LOCUSONLIONE, JAKARTA — Di negeri yang kadang lebih percaya asumsi daripada autopsi, kematian seorang guru muda bernama Dindin Rinaldi Choerul Insan (29) justru dilabeli “bunuh diri” tanpa perlu repot-repot menghadirkan saksi mata, bukti ilmiah, apalagi logika. Senin, 14 Juli 2025
Ditemukan tewas di samping rel kereta api Sidareja, Cilacap, jenazah Dindin justru lebih utuh dari penjelasan polisi. Tubuhnya lengkap, tak tercerai-berai seperti korban kereta pada umumnya, namun malah diberi vonis mati menabrakkan diri. Polisi tampaknya sangat percaya diri dengan kesimpulan tersebut, meski tak ada satu pun saksi yang melihatnya melompat, apalagi menyetir kereta.

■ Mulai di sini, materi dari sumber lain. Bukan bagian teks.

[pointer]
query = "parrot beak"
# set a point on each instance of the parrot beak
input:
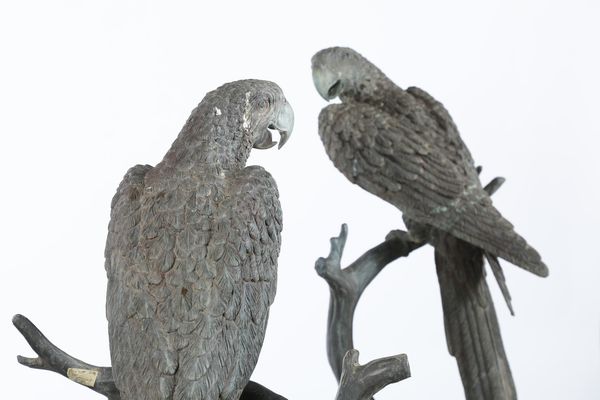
(328, 85)
(284, 124)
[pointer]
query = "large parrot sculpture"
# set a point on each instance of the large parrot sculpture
(191, 253)
(402, 146)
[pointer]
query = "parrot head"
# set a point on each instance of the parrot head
(341, 71)
(263, 109)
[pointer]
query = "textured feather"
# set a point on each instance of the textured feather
(430, 179)
(472, 330)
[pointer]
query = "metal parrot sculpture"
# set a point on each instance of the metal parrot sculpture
(402, 146)
(191, 253)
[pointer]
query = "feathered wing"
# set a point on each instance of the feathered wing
(472, 329)
(192, 272)
(429, 179)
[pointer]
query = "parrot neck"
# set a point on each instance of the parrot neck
(375, 89)
(207, 143)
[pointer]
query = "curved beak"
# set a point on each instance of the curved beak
(285, 123)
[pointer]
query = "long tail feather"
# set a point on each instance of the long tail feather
(499, 274)
(472, 330)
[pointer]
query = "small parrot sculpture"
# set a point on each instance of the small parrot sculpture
(191, 253)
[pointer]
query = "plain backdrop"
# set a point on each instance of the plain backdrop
(88, 89)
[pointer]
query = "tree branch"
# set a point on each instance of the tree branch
(98, 379)
(51, 358)
(361, 382)
(347, 285)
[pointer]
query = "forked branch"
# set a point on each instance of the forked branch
(346, 286)
(98, 379)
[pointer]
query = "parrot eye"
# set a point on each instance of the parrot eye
(264, 104)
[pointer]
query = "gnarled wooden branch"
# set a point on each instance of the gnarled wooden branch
(98, 379)
(361, 382)
(346, 286)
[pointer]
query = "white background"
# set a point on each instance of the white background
(88, 89)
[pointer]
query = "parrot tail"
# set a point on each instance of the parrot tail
(472, 330)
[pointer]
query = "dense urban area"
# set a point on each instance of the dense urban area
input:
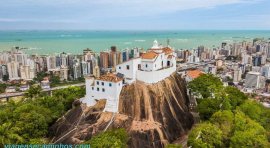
(228, 87)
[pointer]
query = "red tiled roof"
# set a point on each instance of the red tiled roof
(167, 50)
(110, 77)
(194, 73)
(149, 55)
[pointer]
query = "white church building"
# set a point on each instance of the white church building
(151, 67)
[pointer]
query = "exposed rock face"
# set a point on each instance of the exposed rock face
(153, 115)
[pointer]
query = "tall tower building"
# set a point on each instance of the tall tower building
(13, 68)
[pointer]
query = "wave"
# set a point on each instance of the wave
(139, 40)
(65, 35)
(127, 43)
(182, 40)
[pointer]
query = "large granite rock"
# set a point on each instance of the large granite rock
(153, 115)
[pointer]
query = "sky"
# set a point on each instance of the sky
(134, 15)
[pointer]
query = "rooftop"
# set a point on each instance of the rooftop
(194, 73)
(110, 78)
(149, 55)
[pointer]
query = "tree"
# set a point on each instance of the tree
(207, 107)
(3, 87)
(5, 77)
(235, 95)
(31, 125)
(40, 76)
(54, 80)
(8, 135)
(205, 135)
(224, 120)
(111, 138)
(205, 85)
(33, 92)
(173, 146)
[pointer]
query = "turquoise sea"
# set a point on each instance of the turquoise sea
(48, 42)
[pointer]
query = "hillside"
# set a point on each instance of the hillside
(153, 115)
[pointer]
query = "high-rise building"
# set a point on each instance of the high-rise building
(104, 60)
(253, 80)
(76, 69)
(27, 73)
(51, 62)
(13, 68)
(237, 73)
(64, 73)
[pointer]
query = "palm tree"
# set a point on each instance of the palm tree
(8, 135)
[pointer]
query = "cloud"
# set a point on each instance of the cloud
(126, 7)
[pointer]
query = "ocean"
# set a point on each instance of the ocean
(49, 42)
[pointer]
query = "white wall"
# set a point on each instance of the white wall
(155, 76)
(133, 67)
(111, 94)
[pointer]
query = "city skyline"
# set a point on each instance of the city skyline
(135, 15)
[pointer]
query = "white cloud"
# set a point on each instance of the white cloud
(130, 7)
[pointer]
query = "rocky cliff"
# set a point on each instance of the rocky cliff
(153, 115)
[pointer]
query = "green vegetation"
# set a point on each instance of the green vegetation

Kuasa hukum keluarga, Asep Muhidin, kini harus berjuang dari jalur hukum hingga jalur aspirasi rakyat—mendatangi Komisi III DPR RI untuk menuntut keadilan yang terasa makin asing di republik ini. Ia meminta DPR menggelar Rapat Dengar Pendapat (RDP) dengan aparat penegak hukum demi menguak misteri yang disembunyikan di balik rel dan kejanggalan laporan.
“Leher patah, kaki patah, pinggang patah, tapi jasad utuh. Kalau ini bukan plot film thriller, lalu apa?” sindir Asep di hadapan awak media, Senin (14/7/2025).
Ia pun mengungkap hasil investigasi keluarga: luka lebam di wajah, telinga robek, sayatan di tangan, dan lubang misterius di betis kiri. Dugaan mereka, Dindin dilipat seperti cucian dalam koper, bukan melompat ke rel. Tapi permintaan eksumasi untuk membuktikan hal itu justru ditolak, seolah fakta bisa ditutup hanya dengan narasi.
Baca Juga : Mencari Keadilan Melalui RDP ke Komisi III DPR RI, Advokat: Polri Harus Paparkan Tentang Scientifik Crime Investigation
Tak berhenti di situ, bercak darah di kontrakan korban di Pangandaran pun seperti dianggap dekorasi rumah biasa. Belum diidentifikasi, belum ditindaklanjuti. Dua kali surat dikirim ke Polresta Cilacap, tapi jawabannya nihil—diam seribu kata. Mabes Polri dan Polda Jawa Tengah juga tampak ikut dalam lomba tutup telinga nasional.